Status

Current state: Under Discussion

Discussion thread: here

Please keep the discussion on the mailing list rather than commenting on the wiki (wiki discussions get unwieldy fast).

Motivation

A Kafka audit system is very useful for both users and developers of the streaming platform since it reveals system insights. For example, one question that could be answered with audit information is that which application consumes or produces how much data to which topic(s) over what period of time. Such Insights derived from audit information opens up opportunities. For example,

Traffic analysis. It allows detailed analysis of traffic on particular topics, for particular principles, or for specific request types. Useful information could be derived from the audit information. For example, user can easily figure out what topics have not been accessed for some certain period of time. With this information, users can initiate some topic deletion process and etc.
Correctness analysis and reporting. There could be various definitions on “correctness”. For example, “correctness” could be defined as whether the number of records produced to a Kafka cluster equals the number of records that is mirrored to another cluster.
SLO monitoring. The response time to a request could be broken down by topic, principle or any other arbitrary criteria.
Cost attribution. For example, the number of bytes produced or consumed could be broken down by topic, principle or any other arbitrary criteria.

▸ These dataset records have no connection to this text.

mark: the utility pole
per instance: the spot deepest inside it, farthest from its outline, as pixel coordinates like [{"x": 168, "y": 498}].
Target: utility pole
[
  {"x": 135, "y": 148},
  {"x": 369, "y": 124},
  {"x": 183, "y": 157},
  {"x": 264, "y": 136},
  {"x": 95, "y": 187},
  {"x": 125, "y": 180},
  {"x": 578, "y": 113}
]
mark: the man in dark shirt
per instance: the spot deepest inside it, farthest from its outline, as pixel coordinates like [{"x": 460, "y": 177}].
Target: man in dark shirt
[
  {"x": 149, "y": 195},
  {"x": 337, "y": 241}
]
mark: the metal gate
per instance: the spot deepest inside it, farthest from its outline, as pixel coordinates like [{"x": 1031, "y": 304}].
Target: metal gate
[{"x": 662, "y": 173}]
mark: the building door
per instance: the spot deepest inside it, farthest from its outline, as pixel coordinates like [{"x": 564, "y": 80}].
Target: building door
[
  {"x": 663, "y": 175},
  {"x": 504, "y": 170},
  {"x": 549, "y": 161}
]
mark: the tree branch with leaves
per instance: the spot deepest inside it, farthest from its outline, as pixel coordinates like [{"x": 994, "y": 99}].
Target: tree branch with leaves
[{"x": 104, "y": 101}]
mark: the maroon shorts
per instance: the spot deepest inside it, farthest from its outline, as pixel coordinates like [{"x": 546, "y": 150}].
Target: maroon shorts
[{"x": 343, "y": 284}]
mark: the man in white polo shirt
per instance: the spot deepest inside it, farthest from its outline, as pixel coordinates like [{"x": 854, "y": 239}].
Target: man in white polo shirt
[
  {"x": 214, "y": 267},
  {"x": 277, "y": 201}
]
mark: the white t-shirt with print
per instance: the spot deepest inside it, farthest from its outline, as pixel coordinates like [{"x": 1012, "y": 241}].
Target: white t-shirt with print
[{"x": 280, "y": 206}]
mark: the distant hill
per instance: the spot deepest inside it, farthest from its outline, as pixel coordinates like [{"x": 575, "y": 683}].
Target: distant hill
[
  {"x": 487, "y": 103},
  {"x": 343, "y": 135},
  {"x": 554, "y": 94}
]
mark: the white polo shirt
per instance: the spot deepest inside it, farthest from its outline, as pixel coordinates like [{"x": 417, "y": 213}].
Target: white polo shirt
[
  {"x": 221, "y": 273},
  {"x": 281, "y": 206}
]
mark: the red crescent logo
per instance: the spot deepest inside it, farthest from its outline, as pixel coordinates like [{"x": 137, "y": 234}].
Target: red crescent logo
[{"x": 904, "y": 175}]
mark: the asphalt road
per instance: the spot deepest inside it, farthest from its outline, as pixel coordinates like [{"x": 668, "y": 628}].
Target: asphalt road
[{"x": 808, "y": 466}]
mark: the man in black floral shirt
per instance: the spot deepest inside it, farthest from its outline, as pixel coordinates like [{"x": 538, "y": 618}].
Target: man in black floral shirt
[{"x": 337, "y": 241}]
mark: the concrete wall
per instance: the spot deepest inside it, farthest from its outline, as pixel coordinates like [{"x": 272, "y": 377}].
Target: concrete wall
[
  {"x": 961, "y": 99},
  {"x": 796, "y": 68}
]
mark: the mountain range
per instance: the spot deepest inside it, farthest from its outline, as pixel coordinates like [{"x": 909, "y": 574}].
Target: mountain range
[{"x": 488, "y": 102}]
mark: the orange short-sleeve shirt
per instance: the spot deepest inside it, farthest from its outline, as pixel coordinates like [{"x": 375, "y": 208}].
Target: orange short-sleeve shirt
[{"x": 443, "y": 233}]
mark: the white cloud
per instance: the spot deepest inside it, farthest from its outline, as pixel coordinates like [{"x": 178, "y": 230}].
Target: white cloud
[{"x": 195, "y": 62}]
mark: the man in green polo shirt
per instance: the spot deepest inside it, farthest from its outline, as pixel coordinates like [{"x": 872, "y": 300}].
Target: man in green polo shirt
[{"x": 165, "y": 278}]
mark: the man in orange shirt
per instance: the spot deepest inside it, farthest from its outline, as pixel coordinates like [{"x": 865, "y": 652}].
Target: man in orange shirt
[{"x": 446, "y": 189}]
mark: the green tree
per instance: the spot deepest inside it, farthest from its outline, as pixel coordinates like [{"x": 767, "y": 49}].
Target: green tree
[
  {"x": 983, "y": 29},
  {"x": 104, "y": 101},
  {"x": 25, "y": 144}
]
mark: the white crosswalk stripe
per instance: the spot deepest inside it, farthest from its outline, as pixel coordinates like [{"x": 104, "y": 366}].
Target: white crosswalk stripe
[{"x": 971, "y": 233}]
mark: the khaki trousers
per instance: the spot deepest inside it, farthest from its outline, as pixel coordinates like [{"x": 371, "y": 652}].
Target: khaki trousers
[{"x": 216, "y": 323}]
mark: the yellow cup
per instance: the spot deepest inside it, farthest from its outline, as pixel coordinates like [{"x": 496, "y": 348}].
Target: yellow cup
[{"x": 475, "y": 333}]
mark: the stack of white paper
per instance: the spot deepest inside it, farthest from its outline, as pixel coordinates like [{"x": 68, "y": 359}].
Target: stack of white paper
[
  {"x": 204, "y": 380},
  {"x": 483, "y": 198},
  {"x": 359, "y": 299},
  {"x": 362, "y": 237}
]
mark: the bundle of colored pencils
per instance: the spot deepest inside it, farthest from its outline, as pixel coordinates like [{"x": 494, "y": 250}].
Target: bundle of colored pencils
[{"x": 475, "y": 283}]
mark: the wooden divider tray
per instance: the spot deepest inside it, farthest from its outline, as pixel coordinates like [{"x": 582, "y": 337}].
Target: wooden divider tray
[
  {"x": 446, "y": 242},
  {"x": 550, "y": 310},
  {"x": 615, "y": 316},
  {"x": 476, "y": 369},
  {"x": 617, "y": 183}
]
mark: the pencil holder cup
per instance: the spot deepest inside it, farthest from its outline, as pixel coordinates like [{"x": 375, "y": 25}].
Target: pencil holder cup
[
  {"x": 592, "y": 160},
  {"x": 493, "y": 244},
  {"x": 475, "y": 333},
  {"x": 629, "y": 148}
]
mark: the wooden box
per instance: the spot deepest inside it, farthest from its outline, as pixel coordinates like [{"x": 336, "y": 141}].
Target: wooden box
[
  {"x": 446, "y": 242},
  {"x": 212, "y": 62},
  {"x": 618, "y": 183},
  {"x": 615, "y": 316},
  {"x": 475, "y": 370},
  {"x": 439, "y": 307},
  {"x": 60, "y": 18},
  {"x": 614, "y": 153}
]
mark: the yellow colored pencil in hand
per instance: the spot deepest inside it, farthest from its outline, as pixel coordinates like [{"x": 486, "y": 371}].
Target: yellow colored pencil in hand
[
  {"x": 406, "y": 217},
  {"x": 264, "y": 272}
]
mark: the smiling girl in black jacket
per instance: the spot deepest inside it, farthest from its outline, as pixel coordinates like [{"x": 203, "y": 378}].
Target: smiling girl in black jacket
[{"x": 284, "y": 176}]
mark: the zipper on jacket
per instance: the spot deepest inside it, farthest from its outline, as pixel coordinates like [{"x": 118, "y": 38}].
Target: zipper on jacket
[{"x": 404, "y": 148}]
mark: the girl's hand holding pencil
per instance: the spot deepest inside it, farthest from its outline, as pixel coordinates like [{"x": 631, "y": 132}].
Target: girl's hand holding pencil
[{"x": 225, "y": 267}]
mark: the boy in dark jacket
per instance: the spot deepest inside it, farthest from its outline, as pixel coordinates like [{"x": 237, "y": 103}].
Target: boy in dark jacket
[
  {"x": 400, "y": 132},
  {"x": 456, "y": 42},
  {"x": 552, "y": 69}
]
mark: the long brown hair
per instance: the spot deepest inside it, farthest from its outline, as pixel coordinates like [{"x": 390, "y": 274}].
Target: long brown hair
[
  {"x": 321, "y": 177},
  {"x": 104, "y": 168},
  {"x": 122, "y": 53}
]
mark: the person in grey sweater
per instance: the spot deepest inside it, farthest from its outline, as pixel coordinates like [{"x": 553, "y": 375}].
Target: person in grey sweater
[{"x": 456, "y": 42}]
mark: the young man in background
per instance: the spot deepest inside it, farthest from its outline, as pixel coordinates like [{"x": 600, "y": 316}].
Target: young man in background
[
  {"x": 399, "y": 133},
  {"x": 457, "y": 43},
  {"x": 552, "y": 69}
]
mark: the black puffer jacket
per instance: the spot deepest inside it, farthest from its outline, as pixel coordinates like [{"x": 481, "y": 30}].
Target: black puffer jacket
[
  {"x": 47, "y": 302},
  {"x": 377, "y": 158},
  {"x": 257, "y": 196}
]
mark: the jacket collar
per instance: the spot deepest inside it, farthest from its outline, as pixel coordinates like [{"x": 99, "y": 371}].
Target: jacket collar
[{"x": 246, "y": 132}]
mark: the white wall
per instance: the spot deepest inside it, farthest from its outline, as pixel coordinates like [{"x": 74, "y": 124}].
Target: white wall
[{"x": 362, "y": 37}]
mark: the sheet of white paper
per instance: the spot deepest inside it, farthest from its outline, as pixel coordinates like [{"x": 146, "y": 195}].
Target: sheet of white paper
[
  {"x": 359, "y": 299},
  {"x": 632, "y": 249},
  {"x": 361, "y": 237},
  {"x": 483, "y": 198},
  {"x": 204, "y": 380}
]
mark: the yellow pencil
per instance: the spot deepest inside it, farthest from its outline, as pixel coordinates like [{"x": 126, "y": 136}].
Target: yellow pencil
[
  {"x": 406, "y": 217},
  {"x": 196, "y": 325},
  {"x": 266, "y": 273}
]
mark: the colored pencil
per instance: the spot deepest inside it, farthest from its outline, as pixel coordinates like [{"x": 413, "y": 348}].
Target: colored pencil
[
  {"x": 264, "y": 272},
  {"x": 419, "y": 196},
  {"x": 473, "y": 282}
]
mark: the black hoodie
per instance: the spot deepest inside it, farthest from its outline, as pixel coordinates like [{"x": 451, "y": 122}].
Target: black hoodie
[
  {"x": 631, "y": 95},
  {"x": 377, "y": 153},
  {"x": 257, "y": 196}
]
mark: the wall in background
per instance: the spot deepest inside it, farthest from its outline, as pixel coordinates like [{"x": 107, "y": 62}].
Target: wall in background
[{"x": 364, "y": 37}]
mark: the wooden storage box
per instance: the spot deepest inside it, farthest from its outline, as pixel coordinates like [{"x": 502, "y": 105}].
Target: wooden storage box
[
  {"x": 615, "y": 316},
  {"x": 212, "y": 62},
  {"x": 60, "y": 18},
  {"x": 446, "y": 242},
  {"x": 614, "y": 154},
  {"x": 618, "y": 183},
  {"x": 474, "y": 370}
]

Sources of an audit system are where the auditing information is initially generated. Kafka server could be a source since it can access every request and its response.

Public interfaces

Define a ObservableStruct interface:

ObservableStruct Interface

public interface ObservableStruct {

  public Byte get(Field.Int8 field);

  public Integer get(Field.Int32 field);

  public Long get(Field.Int64 field);

  public Short get(Field.Int16 field);

  public String get(Field.Str field);

  public String get(Field.NullableStr field);

  public Long getOrElse(Field.Int64 field, long alternative);

  public Short getOrElse(Field.Int16 field, short alternative);

  public Byte getOrElse(Field.Int8 field, byte alternative);

  public Integer getOrElse(Field.Int32 field, int alternative);

  public String getOrElse(Field.NullableStr field, String alternative);

  public String getOrElse(Field.Str field, String alternative);

  public boolean hasField(String name);

  public boolean hasField(Field def);

  public Byte getByte(BoundField field);

  public byte getByte(String name);

  public BaseRecords getRecords(String name);

  public Short getShort(BoundField field);

  public Short getShort(String name);

  public Integer getInt(BoundField field);

  public Integer getInt(String name);

  public Long getUnsignedInt(String name);

  public Long getLong(BoundField field);

  public Long getLong(String name);

  public String getString(BoundField field);

  public String getString(String name);

  public Boolean getBoolean(BoundField field);

  public Boolean getBoolean(String name);

  public ByteBuffer getBytes(BoundField field);

  public ByteBuffer getBytes(String name);

  public int sizeOf();
}

This interface defines the methods that can be used in the client's implementation of the observer to extract information from the request.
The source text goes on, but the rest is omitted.